Bir ülkeyi muasır medeniyetler seviyesine çıkaranların başında hiç şüphesiz aydınlar gelir. Ben bu toprakların aydın profilini eleştiren birisiyim. Ancak öyle namuslu, vicdanı hür, erdemli aydınlar vardır ki onlara hakkını vermemek mümkün değildir. Bu aydınlardan birisi hiç şüphesiz Uğur Mumcu’dur. Büyük bir kalem, namuslu bir adam, cesaretli bir yiğittir Uğur Mumcu. İnandığı davası uğruna mücadelesini hiç bırakmamıştır. Hakikat uğruna ölümü göze almıştır.
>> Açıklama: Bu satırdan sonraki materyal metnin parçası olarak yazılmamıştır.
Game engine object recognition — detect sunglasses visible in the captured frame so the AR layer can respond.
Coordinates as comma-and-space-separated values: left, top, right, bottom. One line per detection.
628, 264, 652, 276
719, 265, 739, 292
Uğur Mumcu gibi bir Kemalist ve demokratik sosyalisti hatta ulusalcı bir solcuyu başımın üzerinde gezdiririm. Uğurlar olsun sana yiğit adam. Araştırıp yazdıkları hiçbir şeyi yalanlamayanlar utansın. Kalleşçe pusu kurup sırtından bıçaklayanlar kaçacak delik arasınlar.
Mumcu’nun davası neydi sahi? Mumcu’nun istediği imkânsız bir şey değildi. Tüm vicdanlı olanlar gibi daha adil bir ülke istiyordu. O emekçiden, işçiden yanaydı. Tamamen bağımsız, Atatürkçü, laik ve demokratik bir ülke istiyordu. Ama olmadı. Sermayedarı, İslamcısı, İrancısı, Amerikancısı istemedi. Mumcu gibi cesur kalemleri onlar sevemez. Hakikati yazan o kalem öyle keskindir ki rahatsız eder onları.
Neyi söylediyse hakikat olarak çıktı ortaya. Kimse yalanlayamadı. Gerçekler ortaya çıkınca rahatsız oldular. Mumcu her yazdığında adeta kalemden bir kurşun gibi ateş ediyordu. Onlar için dayanılacak gibi değildi. Bir pazar sabahı, soğuk bir Ankara günü bomba ile şehit ettiler onu.
Biz bir avuç insana düşen onun davasını sürdürmek olmalıdır.
Uğurlar olsun sana koca yürekli adam.